Sulle vicende accadute durante i primi anni di vita del cenobio di Bobbio sono noti solo una serie di episodi frammentari, per la maggior parte riportati da Giona nelle biografie dei primi due abati successori di San Colombano. Nella “Vita”di Attala, monaco lerinese primo successore del Fondatore, è testimoniato un dissidio tra i religiosi fedeli alla Regola cenobitica e i sostenitori del carattere eremitico ed individuale del monachesimo di ispirazione colombaniana. Dopo vari tentativi di riconciliazione, l’abate lasciò a questi ultimi la libertà di operare secondo la loro ispirazione spirituale. Fu così che alcuni fra loro si insediarono fra i boschi dell’Appennino, altri si diressero in località vicine al mare (marinis sinibus) fondandovi quei piccoli insediamenti detti “cellae”. Sotto il secondo successore Bertulfo iniziò la fondazione di altre “cellae” quali nuovi centri economico-religiosi legati all’Abbazia madre bobbiese.

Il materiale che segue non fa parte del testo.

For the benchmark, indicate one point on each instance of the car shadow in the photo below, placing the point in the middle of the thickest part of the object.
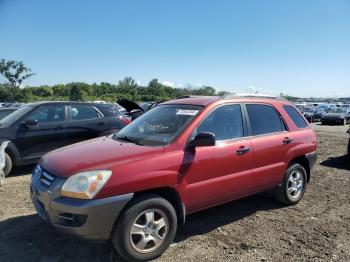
(339, 162)
(28, 238)
(216, 217)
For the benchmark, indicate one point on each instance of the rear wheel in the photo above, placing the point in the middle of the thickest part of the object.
(145, 229)
(8, 164)
(293, 185)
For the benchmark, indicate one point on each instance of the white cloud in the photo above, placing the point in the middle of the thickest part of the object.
(168, 83)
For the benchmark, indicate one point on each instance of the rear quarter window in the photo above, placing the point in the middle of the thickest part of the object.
(295, 116)
(264, 119)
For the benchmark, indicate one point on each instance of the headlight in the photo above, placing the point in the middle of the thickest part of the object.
(85, 185)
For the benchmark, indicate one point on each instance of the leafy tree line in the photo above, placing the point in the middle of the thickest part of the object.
(77, 91)
(14, 73)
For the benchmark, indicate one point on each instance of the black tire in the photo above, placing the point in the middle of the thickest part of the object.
(121, 238)
(8, 164)
(282, 194)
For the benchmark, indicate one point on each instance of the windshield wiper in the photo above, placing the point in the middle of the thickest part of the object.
(128, 139)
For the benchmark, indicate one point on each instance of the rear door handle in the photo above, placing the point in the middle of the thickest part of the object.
(287, 140)
(242, 150)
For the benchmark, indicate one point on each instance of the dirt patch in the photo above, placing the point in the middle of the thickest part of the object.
(252, 229)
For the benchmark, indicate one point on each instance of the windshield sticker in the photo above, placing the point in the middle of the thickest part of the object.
(185, 112)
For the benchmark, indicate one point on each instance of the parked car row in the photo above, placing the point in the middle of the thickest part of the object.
(37, 128)
(326, 113)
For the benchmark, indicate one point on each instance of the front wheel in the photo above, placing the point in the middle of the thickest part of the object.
(293, 186)
(146, 229)
(8, 165)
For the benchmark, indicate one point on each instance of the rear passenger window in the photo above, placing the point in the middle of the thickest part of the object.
(295, 116)
(80, 112)
(224, 122)
(264, 119)
(48, 114)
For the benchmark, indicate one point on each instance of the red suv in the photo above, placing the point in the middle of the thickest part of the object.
(182, 156)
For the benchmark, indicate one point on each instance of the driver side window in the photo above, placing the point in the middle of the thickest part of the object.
(48, 114)
(224, 122)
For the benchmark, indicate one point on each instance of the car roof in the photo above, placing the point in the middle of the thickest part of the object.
(64, 102)
(207, 100)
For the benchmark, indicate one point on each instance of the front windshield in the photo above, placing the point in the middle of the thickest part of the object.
(338, 110)
(13, 117)
(160, 125)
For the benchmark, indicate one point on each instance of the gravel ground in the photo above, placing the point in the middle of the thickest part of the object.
(256, 228)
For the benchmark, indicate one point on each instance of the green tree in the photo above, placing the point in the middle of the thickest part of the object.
(14, 72)
(77, 93)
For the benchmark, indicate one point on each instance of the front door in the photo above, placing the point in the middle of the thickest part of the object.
(222, 172)
(272, 143)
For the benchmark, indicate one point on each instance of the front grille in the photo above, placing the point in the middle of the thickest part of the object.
(44, 177)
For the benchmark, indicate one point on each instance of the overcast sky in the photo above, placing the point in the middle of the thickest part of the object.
(300, 48)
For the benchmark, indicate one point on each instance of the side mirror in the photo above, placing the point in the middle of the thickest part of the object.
(203, 139)
(31, 122)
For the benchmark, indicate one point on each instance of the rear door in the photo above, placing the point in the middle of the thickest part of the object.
(85, 122)
(222, 172)
(272, 144)
(48, 134)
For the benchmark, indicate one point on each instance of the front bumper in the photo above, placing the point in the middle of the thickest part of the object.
(88, 219)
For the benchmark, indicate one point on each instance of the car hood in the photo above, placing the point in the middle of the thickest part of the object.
(334, 115)
(98, 153)
(129, 105)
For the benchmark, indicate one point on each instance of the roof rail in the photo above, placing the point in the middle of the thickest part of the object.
(191, 96)
(248, 95)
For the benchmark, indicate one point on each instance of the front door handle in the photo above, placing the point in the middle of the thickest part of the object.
(242, 150)
(287, 140)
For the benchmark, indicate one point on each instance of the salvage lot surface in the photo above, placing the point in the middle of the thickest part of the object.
(252, 229)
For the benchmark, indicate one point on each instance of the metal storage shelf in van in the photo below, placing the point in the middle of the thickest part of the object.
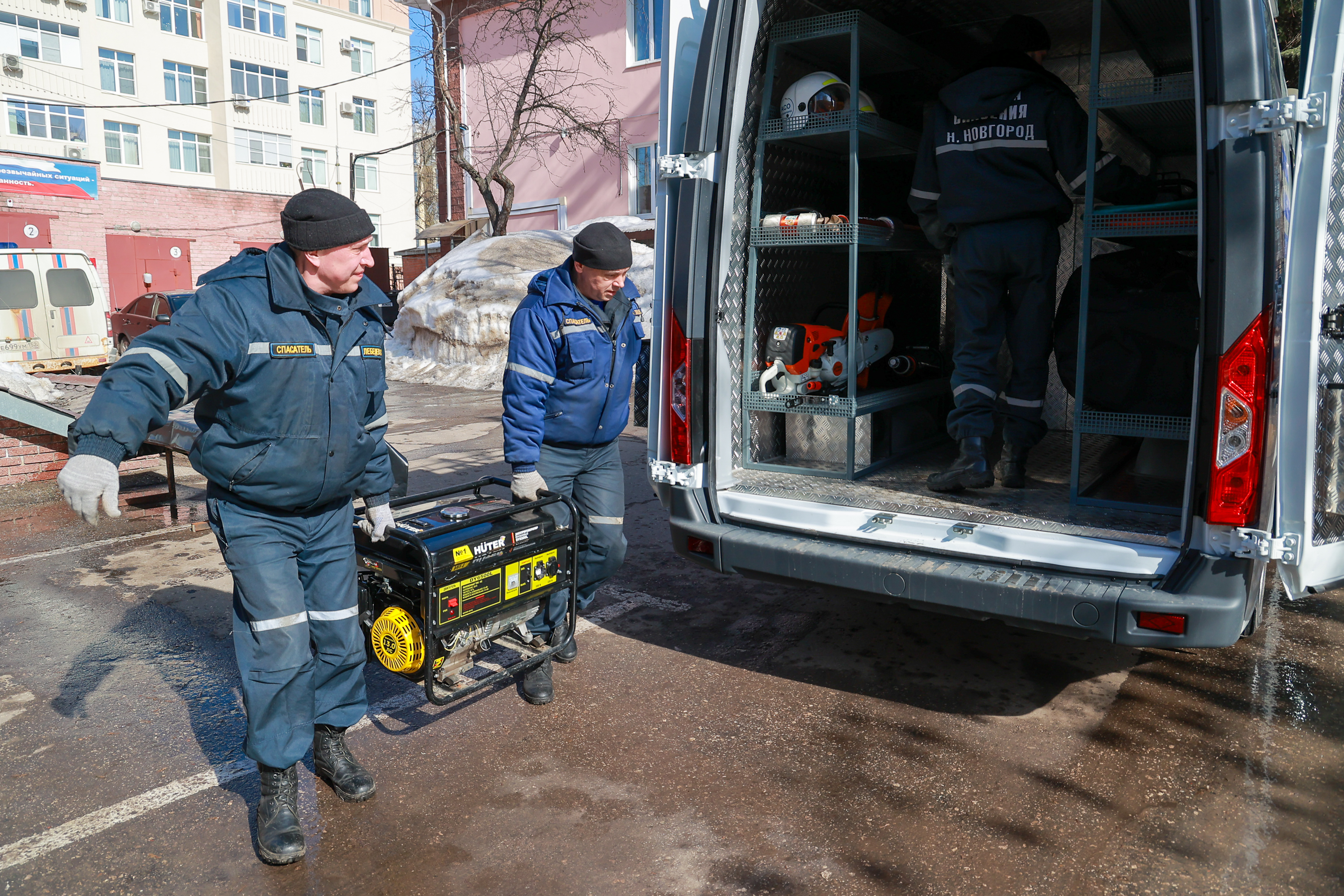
(831, 134)
(1135, 425)
(823, 236)
(1144, 90)
(881, 49)
(842, 406)
(1146, 224)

Dalla mappatura del primitivo territorio longobardo-bobbiese in Maritima appare evidente la disposizione fitta e ordinata degli insediamenti, risultato di una pianificazione globale del territorio.  L'evangelizzazione è ispirata alle idee semplici e schematiche poste in atto da San Colombano sul continente europeo: i monaci scelgono di vivere tra i nativi del luogo in un rapporto di reciproco perfezionamento, per offrire un modello di vita cristiana. Giunti in Maritima si trovarono di fronte a un insieme di terre semideserte da almeno una decina d’anni, con case distrutte, cappelle abbandonate, poderi inselvatichiti e strade dissestate. 

Pur tenendo  conto che questi monaci colombaniani iniziarono da quanto era già stato fatto dalle popolazioni autoctone e dai coloni limitanei, la fama di grandi imprenditori agricoli assegnata loro dalla tradizione è indiscutibile. Nell’evangelizzare la popolazione, essi riuscirono a tessere una nuova struttura sociale e creare un sistema economico perfettamente organico e adattabile alle caratteristiche naturali di tutti i territori dove veniva applicato.  I centri propulsivi del sistema erano le “cellae” e le loro cappelle, che, oltre ai servizi religiosi e assistenziali, soprintendevano al controllo della produzione e all’accumulo delle risorse in esubero, per garantire riserve alimentari alla popolazione locale dei coloni e degli arimanni longobardi affittuari, nonché a eventuali eserciti in transito. La rete viaria viene ripristinata e adeguata, ponti e botteghe di fabbri e maniscalchi sono presenti nella loro utilità lungo le direttrici principali.

I monaci condividono fatiche e obiettivi con i contadini, lavorano fianco a fianco in familiarità. Nell'affiatamento scaturito il popolo si interessa a ciò che anima il mondo interiore del monaco, apprende vita e spiritualità del fondatore, i suoi miracoli, e si sente a sua volta attratto dalla devozione. Il desiderio di condividere gioie e dolori quotidiani si consolida nell'edificazione di chiesette rurali e cappelle, divenute nel tempo, con lo sviluppo degli insediamenti, parrocchie custodi della dedicazione a San Colombano, che ancora oggi costellano in particolare il Levante ligure. I territori di Lavagna, Cogorno, Chiavari e tutto l'entroterra genovese sono ricchi di testimonianze note agli studiosi e ai fedeli dell'abate irlandese. Di singolare interesse risulta il percorso devozionale detto “Il sentiero di San Colombano”, o “Sentiero del mare”.